Mir Cossim rejoiced greatly at this victory, but when the British at Calcutta heard of it they were very wrathful, and, to punish Mir Cossim, they dethroned him, and again made Mir Jafar Nawab.

Mir Jafar was by this time not only old, but ill and foolish. The traders, however, did not want a real ruler, they only wanted a figure-head, and he did as well as any other.

The British now sent an army against Mir Cossim, and as they marched towards Patna, they beat his soldiers again and again. Then a massacre, quite as bad as that of the Black Hole, took place. For the Nawab, mad with anger, ordered his men to kill all the British prisoners.

They had been shut up in a large house built round a square. Now three of the chief of them were brought out into this square, and there cruelly put to death. The Indians were then ordered to fire upon the rest who were quite unarmed. Against their fierce, dark fores, the white men defended themselves as best they could with bottles, sticks, bits of furniture, anything that they could find. But it was all useless, and soon the last man fell dead and their bodies were thrown into a well.

So the war began, and soon the whole country was ablaze, for the Nawab of Oudh and the Great Mogul both joined with Mir Cossim against the British. But they, when they heard of the massacre of Patna, swept with an avenging army over the land. For months the war lasted, and ended with the battle of Buxar. This was a victory as important as Plassey, for it made the British secure as the greatest power in India.

The Nawab of Oudh and the Great Mogul made Peace. Utterly vanquished, Mir Cossim fled, to die a few years later in wretched exile. Yet Mir Cossim, with all his cruelty, had been a clever ruler. He had tried to do the best for his own people, and much of the trouble and war was no doubt due to the misrule of the Company's officers, which was such "as to make the very name of Briton a shame."

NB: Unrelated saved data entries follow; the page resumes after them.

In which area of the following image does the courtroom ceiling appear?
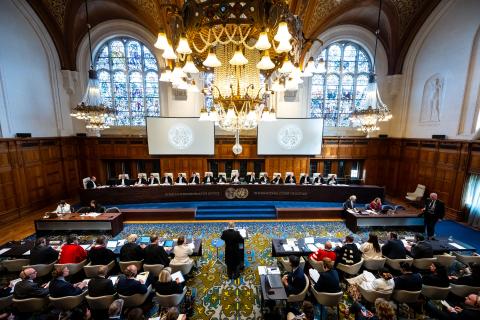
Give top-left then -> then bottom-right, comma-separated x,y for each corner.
27,0 -> 440,74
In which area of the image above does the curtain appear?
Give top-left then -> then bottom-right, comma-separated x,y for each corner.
465,174 -> 480,227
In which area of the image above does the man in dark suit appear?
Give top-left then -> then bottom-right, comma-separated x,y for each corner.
271,174 -> 283,185
88,235 -> 116,266
30,237 -> 58,265
175,173 -> 187,184
313,175 -> 325,184
259,173 -> 270,184
245,172 -> 256,184
381,232 -> 407,259
88,266 -> 116,297
188,172 -> 200,184
393,262 -> 422,291
419,192 -> 445,239
143,235 -> 170,267
335,235 -> 361,266
161,173 -> 173,185
299,174 -> 311,185
116,174 -> 130,186
117,265 -> 150,296
221,222 -> 243,279
14,268 -> 49,299
147,174 -> 159,185
313,258 -> 340,293
327,174 -> 338,185
281,255 -> 306,295
217,174 -> 227,184
410,233 -> 433,258
284,173 -> 296,184
134,175 -> 147,186
86,176 -> 97,189
203,173 -> 215,184
120,234 -> 145,262
49,266 -> 86,297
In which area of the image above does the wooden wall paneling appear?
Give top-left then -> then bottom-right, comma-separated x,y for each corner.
0,141 -> 19,222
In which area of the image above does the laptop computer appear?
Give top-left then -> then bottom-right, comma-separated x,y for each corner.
267,274 -> 283,289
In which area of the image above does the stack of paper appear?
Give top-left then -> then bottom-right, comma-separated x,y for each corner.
309,269 -> 320,283
304,237 -> 314,244
286,238 -> 296,246
292,246 -> 300,252
282,244 -> 292,251
171,271 -> 185,283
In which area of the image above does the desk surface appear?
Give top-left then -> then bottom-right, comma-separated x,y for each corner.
34,213 -> 124,236
259,271 -> 287,301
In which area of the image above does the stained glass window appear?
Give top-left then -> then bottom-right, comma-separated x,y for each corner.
310,41 -> 372,127
94,37 -> 160,126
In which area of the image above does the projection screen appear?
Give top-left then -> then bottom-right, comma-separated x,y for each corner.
146,117 -> 215,155
257,118 -> 324,155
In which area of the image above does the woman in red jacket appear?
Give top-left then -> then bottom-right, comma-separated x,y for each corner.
369,197 -> 382,211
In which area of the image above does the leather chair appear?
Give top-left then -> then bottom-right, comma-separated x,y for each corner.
83,260 -> 115,278
385,257 -> 413,272
155,287 -> 187,307
0,295 -> 12,311
452,252 -> 480,266
434,254 -> 456,269
105,207 -> 121,213
287,275 -> 309,303
23,261 -> 56,277
119,260 -> 143,273
12,296 -> 49,313
118,285 -> 152,308
49,290 -> 87,310
358,285 -> 392,303
143,264 -> 165,277
308,258 -> 325,272
118,174 -> 129,180
421,285 -> 451,300
405,184 -> 426,204
86,294 -> 116,310
363,258 -> 386,271
82,177 -> 91,189
278,256 -> 305,272
2,258 -> 30,272
412,257 -> 437,271
337,259 -> 364,276
392,289 -> 421,315
54,259 -> 87,276
310,285 -> 343,320
169,261 -> 194,275
450,284 -> 480,297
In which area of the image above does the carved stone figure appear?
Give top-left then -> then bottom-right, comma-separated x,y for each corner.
420,74 -> 444,123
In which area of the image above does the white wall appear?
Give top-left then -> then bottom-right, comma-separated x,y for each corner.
400,0 -> 480,139
0,0 -> 72,137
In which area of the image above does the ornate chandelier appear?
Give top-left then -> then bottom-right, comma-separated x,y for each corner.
154,0 -> 314,132
350,0 -> 392,136
71,0 -> 116,135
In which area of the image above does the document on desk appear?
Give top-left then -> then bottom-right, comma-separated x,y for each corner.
106,240 -> 117,250
117,239 -> 126,246
187,242 -> 195,250
304,237 -> 314,244
315,243 -> 325,249
80,244 -> 91,250
237,228 -> 247,238
282,244 -> 292,251
171,271 -> 185,283
23,250 -> 30,255
309,269 -> 320,283
135,271 -> 149,283
307,244 -> 318,252
286,238 -> 296,246
85,212 -> 101,217
0,248 -> 11,255
449,242 -> 466,250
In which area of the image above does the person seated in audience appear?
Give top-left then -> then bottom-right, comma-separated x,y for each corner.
172,236 -> 193,265
327,174 -> 338,185
134,175 -> 147,186
335,235 -> 362,266
88,265 -> 116,297
285,172 -> 296,184
281,255 -> 306,295
410,233 -> 434,258
312,175 -> 324,184
188,172 -> 200,184
88,235 -> 116,266
143,235 -> 170,267
87,200 -> 106,213
360,233 -> 383,260
349,268 -> 394,293
54,200 -> 71,214
126,308 -> 145,320
381,232 -> 407,259
313,258 -> 340,293
154,269 -> 185,295
58,305 -> 92,320
175,173 -> 186,184
217,174 -> 227,184
309,241 -> 336,262
271,174 -> 283,184
286,301 -> 314,320
343,195 -> 357,213
120,234 -> 145,262
108,299 -> 124,319
230,172 -> 241,184
116,174 -> 130,186
393,262 -> 422,291
86,176 -> 97,189
259,173 -> 270,184
117,265 -> 150,296
369,197 -> 382,211
426,293 -> 480,320
58,234 -> 87,264
203,172 -> 215,184
147,174 -> 159,185
0,280 -> 14,298
423,262 -> 449,287
161,173 -> 173,185
349,298 -> 396,320
49,266 -> 87,297
14,268 -> 49,299
449,263 -> 480,286
299,174 -> 311,185
30,237 -> 58,265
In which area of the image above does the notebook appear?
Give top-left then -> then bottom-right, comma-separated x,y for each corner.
171,271 -> 185,283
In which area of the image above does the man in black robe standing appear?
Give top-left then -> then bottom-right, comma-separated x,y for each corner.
221,222 -> 243,279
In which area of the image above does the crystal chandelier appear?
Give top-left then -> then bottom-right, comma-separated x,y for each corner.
154,0 -> 314,133
70,0 -> 116,135
350,0 -> 392,136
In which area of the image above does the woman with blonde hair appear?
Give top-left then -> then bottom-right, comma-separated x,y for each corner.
154,269 -> 184,295
374,298 -> 396,320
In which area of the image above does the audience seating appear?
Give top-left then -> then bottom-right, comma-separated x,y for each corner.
83,260 -> 115,278
310,285 -> 343,320
143,264 -> 165,277
23,261 -> 56,277
358,285 -> 392,303
0,295 -> 12,311
2,258 -> 30,272
433,254 -> 456,269
278,256 -> 305,272
155,287 -> 187,307
421,285 -> 451,300
170,261 -> 194,275
452,252 -> 480,265
119,260 -> 143,273
412,258 -> 437,271
308,258 -> 325,272
49,290 -> 87,310
392,289 -> 421,314
287,275 -> 309,303
386,257 -> 413,271
363,258 -> 386,271
12,297 -> 49,313
54,260 -> 87,276
450,284 -> 480,297
86,294 -> 117,311
119,285 -> 152,308
337,259 -> 364,276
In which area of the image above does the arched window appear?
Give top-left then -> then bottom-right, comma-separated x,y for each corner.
94,37 -> 160,126
310,41 -> 372,127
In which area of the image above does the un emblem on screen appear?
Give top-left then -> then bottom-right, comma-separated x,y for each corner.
277,125 -> 303,150
225,187 -> 249,199
167,124 -> 194,150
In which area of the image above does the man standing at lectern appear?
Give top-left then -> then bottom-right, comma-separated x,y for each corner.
221,222 -> 243,279
420,192 -> 445,239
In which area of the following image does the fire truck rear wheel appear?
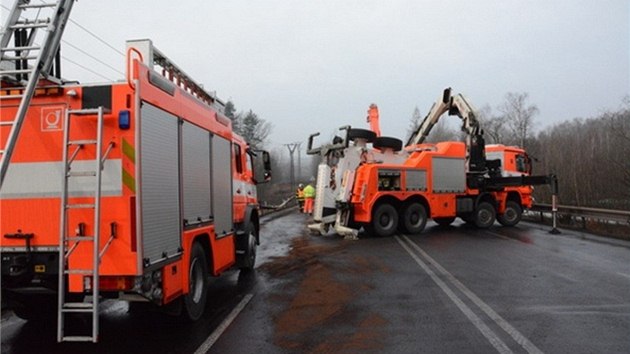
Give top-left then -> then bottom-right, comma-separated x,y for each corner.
497,201 -> 522,227
474,202 -> 496,228
182,242 -> 209,321
401,203 -> 427,234
372,203 -> 399,237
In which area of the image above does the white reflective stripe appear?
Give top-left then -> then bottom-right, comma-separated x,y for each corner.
232,178 -> 256,199
0,160 -> 123,199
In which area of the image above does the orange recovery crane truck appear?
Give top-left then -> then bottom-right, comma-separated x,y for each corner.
0,1 -> 271,343
307,88 -> 557,238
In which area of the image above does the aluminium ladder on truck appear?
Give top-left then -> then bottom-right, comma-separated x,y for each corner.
57,107 -> 114,342
0,0 -> 75,188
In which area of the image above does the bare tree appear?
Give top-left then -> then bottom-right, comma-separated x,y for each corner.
477,104 -> 507,144
498,92 -> 539,148
406,106 -> 422,141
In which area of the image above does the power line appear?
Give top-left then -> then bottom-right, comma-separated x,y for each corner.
63,56 -> 115,81
67,19 -> 124,57
61,40 -> 124,76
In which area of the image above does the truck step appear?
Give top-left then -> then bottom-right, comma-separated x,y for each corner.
64,269 -> 93,275
65,204 -> 95,209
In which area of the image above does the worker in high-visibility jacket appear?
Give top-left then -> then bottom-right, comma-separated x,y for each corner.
303,183 -> 316,215
296,184 -> 305,212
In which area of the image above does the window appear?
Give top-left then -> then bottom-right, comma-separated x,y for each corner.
234,143 -> 243,173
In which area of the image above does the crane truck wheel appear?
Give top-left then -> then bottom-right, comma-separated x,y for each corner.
372,203 -> 399,237
434,217 -> 456,227
373,136 -> 403,152
497,201 -> 522,227
348,128 -> 377,142
182,242 -> 209,321
400,203 -> 427,234
474,202 -> 496,228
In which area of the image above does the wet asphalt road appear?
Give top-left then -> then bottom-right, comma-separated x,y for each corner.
2,210 -> 630,353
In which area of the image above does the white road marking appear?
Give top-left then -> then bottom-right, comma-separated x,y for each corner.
394,236 -> 514,354
400,235 -> 544,354
194,293 -> 254,354
617,272 -> 630,280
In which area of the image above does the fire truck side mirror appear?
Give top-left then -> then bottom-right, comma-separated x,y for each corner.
251,150 -> 272,184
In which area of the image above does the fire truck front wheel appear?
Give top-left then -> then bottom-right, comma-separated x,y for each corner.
371,203 -> 399,237
474,202 -> 496,228
238,223 -> 257,271
182,242 -> 209,321
497,201 -> 522,227
401,203 -> 427,234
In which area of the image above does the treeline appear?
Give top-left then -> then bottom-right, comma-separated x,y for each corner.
529,104 -> 630,210
224,100 -> 272,149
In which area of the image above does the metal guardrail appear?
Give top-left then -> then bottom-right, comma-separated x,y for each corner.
529,203 -> 630,225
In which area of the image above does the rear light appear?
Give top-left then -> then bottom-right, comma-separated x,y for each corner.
84,276 -> 137,291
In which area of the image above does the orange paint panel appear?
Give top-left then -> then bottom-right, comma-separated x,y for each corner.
162,261 -> 184,304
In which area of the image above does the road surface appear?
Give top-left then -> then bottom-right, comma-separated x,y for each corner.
2,209 -> 629,353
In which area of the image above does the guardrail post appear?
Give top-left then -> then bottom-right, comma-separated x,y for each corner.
549,175 -> 560,234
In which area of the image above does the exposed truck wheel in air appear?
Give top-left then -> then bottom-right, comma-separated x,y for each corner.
497,201 -> 523,227
373,136 -> 403,152
348,128 -> 377,142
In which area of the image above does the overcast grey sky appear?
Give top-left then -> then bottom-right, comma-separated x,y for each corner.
5,0 -> 628,150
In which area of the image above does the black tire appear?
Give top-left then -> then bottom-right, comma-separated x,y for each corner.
400,203 -> 427,235
348,128 -> 377,143
474,202 -> 496,228
371,203 -> 399,237
182,242 -> 208,321
238,223 -> 258,271
373,136 -> 403,152
11,295 -> 56,320
497,201 -> 523,227
434,217 -> 455,227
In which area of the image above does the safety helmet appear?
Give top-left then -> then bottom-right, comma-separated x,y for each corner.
298,183 -> 304,188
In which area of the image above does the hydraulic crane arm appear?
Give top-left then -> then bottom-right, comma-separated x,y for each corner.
405,87 -> 481,147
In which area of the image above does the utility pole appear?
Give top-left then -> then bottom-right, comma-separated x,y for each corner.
284,142 -> 300,193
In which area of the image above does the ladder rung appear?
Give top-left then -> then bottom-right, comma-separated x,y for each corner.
67,171 -> 97,177
61,336 -> 95,342
64,269 -> 94,275
0,95 -> 23,100
0,69 -> 32,75
66,203 -> 95,209
61,308 -> 94,313
0,121 -> 15,126
2,55 -> 39,61
11,21 -> 50,29
19,3 -> 57,9
68,108 -> 111,115
63,302 -> 95,309
66,236 -> 94,242
1,46 -> 41,52
68,139 -> 97,145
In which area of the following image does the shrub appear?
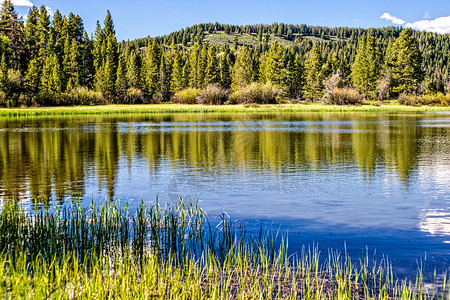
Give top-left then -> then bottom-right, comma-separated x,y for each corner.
196,84 -> 229,105
65,86 -> 105,105
229,82 -> 282,104
399,93 -> 450,106
173,88 -> 201,104
323,87 -> 363,105
125,88 -> 145,104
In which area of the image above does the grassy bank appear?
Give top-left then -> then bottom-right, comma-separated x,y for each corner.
0,199 -> 448,299
0,101 -> 450,117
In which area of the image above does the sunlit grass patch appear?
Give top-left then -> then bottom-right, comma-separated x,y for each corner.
0,102 -> 449,117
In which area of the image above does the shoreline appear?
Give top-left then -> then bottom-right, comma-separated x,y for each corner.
1,102 -> 450,117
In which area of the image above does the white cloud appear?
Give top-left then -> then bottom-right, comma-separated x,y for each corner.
405,16 -> 450,34
45,6 -> 54,16
353,18 -> 362,23
380,12 -> 406,25
381,12 -> 450,34
9,0 -> 34,7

In those days it took a long time for news to travel home. But now every ship brought news of battles, revolutions, loss. At length the directors began to be alarmed. Filled with grief at the awful news of Patna, wearied with constant tidings of disaster and war, they begged Lord Clive to go back to India again and try to bring order once more into the terrible confusion there. And in 1764 Clive sailed again for Bengal.

When Clive arrived he found that poor old Mir Jafar was dead, and that the Company had enthroned another Nawab. He found, too, everything in such confusion that he wept "for the lost fame of the British nation."

For eighteen months Clive stayed in India working hard. He had immense difficulties to fight—difficulties with the directors at home, with the Council in India, with the British soldiers and officers, with the natives and their rulers. But Clive had a will of iron, and all that one man could do, he did. He sent away the men who had done the worst deeds, he put down mutinies, he made treaties with the native rulers, and at last brought some sort of order out of wild disorder. But he made many enemies and wore his health out, and after eighteen months he again went home.

At first he was received with honour as before, and thanked for all that he had done. But soon his enemies began to attack him. They recalled again the deceit he had used against Omi Chand, they accused him of taking bribes, and of many other wicked deeds. Against these accusations Clive had to defend himself before the House of Commons. And he defended himself so well that the Commons, after much stormy debate, passed a resolution, "That Robert, Lord Clive, did render great and meritorious services to his country."

So Clive won the victory over his enemies. But the struggle had left him sad. He could not forget it. He suffered much, too, from a painful disease brought on by his hard life in India. And one day his friends found him dead, killed by his own hand. He was only forty-eight.